Dissertation Abstracts

The Other Side of the City: Children, Socialization and the Delinquency in Public Housing Neighbourhoods

Author: Leote de Carvalho, Maria João F., mjleotec@sapo.pt
Department: Faculdade de Ciências Sociais e Humanas
University: Univesidade Nova de Lisboa, Portugal
Supervisor: Professor Nelson Lourenço
Year of completion: 2011
Language of dissertation: Portuguese

Keywords: childhood , socialization , delinquency , social ecology
Areas of Research: Deviance and Social Control , Childhood , Visual Sociology

Abstract

Delinquency is an increasing topic of public discussion in contemporary societies, and its study is important in the analysis of social change in a given context and time. Rooted in the symbolic interactionism theory, social ecology theoretical approaches and childhood studies that recognize children as social actors, the main goal of this dissertation was to study the relations emerging among childhood delinquency (among children 6-12 years of age) and the urbanization models that have supported the construction of six public housing neighbourhoods in Oeiras, a county within the Lisbon Metropolitan Area, Portugal.
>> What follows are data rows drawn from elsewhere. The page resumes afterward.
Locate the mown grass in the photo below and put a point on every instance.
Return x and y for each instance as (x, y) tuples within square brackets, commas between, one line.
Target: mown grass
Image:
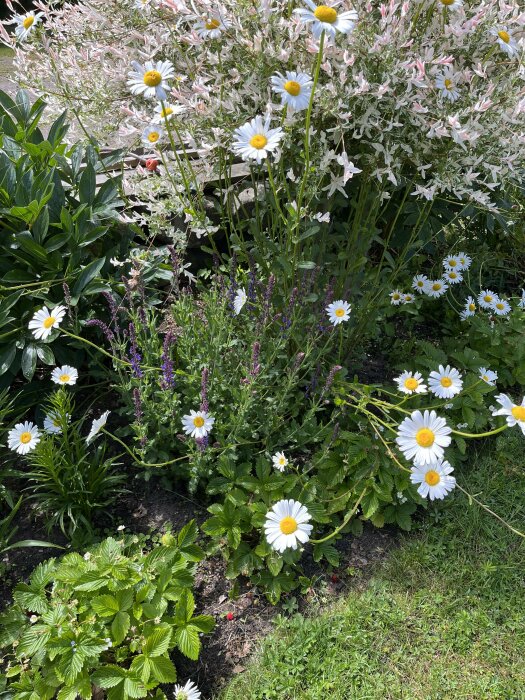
[(442, 619)]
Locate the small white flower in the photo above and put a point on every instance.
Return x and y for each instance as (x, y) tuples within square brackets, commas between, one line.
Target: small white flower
[(434, 479), (446, 82), (486, 298), (286, 525), (212, 27), (279, 461), (254, 140), (411, 383), (23, 438), (294, 88), (45, 320), (436, 288), (188, 691), (488, 376), (396, 297), (419, 282), (25, 24), (515, 414), (167, 112), (197, 424), (338, 311), (452, 276), (151, 135), (150, 79), (423, 437), (446, 382), (64, 375), (506, 41), (240, 300), (500, 307), (97, 425), (326, 18)]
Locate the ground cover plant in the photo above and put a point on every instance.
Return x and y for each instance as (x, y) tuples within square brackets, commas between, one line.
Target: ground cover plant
[(301, 307)]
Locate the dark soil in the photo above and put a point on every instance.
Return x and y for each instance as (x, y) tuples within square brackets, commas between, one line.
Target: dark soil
[(226, 651)]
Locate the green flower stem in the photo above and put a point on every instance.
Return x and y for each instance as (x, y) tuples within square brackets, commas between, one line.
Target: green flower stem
[(487, 434), (345, 522)]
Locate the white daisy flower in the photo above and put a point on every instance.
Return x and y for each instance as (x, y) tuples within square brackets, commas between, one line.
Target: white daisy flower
[(419, 282), (25, 24), (326, 18), (97, 425), (464, 261), (254, 140), (446, 382), (436, 288), (45, 320), (188, 691), (447, 84), (167, 112), (23, 438), (286, 525), (151, 135), (452, 276), (396, 297), (411, 383), (150, 79), (486, 298), (240, 300), (506, 41), (279, 461), (434, 479), (294, 88), (423, 437), (64, 375), (500, 307), (451, 4), (197, 424), (488, 376), (515, 413), (212, 27), (338, 311)]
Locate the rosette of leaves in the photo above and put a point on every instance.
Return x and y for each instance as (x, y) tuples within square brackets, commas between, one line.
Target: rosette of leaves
[(105, 624)]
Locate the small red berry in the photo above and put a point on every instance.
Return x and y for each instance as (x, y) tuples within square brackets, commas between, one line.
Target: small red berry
[(152, 164)]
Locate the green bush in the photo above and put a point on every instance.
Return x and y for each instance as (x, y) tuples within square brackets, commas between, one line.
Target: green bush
[(108, 619)]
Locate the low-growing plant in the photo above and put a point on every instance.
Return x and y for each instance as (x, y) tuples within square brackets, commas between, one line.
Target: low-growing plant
[(111, 619)]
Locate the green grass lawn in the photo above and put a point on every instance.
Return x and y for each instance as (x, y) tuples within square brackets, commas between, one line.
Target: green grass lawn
[(442, 618)]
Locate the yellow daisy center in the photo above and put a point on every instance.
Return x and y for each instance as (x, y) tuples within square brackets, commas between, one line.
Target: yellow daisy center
[(432, 477), (152, 78), (425, 437), (519, 413), (325, 14), (288, 525), (292, 87), (411, 383), (258, 141)]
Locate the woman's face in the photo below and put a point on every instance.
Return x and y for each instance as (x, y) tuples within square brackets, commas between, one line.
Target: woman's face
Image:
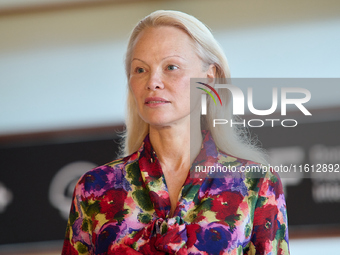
[(163, 61)]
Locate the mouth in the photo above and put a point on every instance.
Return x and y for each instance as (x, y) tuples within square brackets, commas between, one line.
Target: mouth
[(155, 100)]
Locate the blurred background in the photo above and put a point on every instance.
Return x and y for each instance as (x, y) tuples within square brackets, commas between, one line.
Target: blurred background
[(62, 103)]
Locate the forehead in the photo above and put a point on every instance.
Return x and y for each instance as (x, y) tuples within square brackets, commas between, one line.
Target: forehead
[(163, 39)]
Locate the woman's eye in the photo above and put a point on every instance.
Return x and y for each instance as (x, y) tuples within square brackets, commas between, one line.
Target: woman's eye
[(172, 67), (139, 70)]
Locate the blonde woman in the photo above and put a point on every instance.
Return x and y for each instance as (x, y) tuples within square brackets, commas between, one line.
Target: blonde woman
[(147, 202)]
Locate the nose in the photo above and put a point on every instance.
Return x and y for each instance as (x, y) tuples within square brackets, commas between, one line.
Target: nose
[(155, 81)]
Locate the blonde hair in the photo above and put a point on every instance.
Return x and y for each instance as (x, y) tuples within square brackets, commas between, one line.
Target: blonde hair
[(231, 140)]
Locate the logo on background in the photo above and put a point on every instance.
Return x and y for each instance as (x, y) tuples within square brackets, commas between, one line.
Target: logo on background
[(6, 197)]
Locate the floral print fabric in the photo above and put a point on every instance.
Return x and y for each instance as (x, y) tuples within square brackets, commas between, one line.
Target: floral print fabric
[(123, 207)]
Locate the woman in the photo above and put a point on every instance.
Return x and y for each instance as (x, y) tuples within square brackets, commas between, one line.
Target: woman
[(147, 202)]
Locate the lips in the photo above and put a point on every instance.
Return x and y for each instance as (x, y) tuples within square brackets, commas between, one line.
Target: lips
[(156, 100)]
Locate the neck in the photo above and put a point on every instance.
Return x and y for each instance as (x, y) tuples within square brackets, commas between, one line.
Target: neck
[(173, 148)]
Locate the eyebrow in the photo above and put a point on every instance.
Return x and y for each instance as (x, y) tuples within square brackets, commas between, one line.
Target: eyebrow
[(161, 59)]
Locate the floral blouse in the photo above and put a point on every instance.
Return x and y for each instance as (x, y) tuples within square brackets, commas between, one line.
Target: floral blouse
[(123, 207)]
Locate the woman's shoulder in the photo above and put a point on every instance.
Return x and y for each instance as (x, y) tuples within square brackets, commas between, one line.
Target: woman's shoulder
[(106, 176)]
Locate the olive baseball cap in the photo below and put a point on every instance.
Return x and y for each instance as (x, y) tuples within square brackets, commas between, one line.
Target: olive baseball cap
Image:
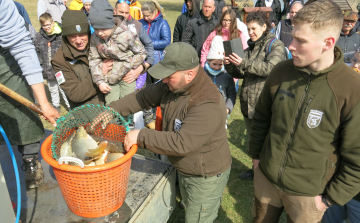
[(178, 56)]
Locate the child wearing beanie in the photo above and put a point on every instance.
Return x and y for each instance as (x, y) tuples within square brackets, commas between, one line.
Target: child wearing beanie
[(214, 67), (112, 40)]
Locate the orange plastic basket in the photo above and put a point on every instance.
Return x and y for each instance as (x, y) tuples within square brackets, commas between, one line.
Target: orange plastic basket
[(94, 191)]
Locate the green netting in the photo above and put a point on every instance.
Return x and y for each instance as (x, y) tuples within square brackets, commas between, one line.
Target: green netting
[(86, 116)]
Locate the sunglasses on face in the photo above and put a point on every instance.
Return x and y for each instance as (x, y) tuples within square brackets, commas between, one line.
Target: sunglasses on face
[(126, 1)]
Aiming to achieve a better understanding of children’s socialization processes considering multi-problematic spaces, mainly about their involvement in delinquency, we have started from the hypothesis that these models are linked with the development of socialization processes that facilitate children’s access to windows of opportunities for committing delinquent acts.
The study stresses the importance of social five pillars – organization, cohesion, control, trust and shared expectations. Children’s delinquency is seen as an expression of a social problem associated with a range of factors and circumstances brought into play in a specific territory. These children’s physical and social environment influences, and simultaneously suffers the effects of the action and social control exercised by individuals, and for which children, as social actors, ascribe a particular meaning by appropriating, integrating, (re)constructing and (re)producing it in their lives.
This dissertation is based on ethnographic research between late 2005 and 2009. The data draws on a combination of qualitative methodologies – participant observation, visual techniques (neighbourhood drawings and community photography), interviews and textual analysis−, sustained in a comprehensive analytical logic that has considered the voice of children as its starting point.
In conclusion, most children complained about living in these neighbourhoods, describing how social and spatial segregation, associated with a ‘normalization’ of disorder and violence due to their intense frequency, affected them. In this other side of the city, precocity in delinquency escapes official entities, and differential association is felt in particular ways. The findings indicate that the residents’ low level of agency and the dilution of informal social control in these neighbourhoods reinforce the lack of social regulation and facilitate children’s social learning of delinquency. Part of childhood cultures generated here is underpinned by a street culture of violence, and some children emerge not only as victims, but also as agents of violence and delinquency at young ages. Their family and group involvement, especially with older children or youth, are key factors in this process. For many children, delinquency has a functional and instrumental role in their lives. They find delinquency a rewarding form of socialization for various reasons: they may consider it children’s play or they may engage in it to obtain recognition in socially stigmatized areas. The experience of 'other childhoods' and its place in the city informs the dissertation's discussion of debates around urban development and some childhood policies.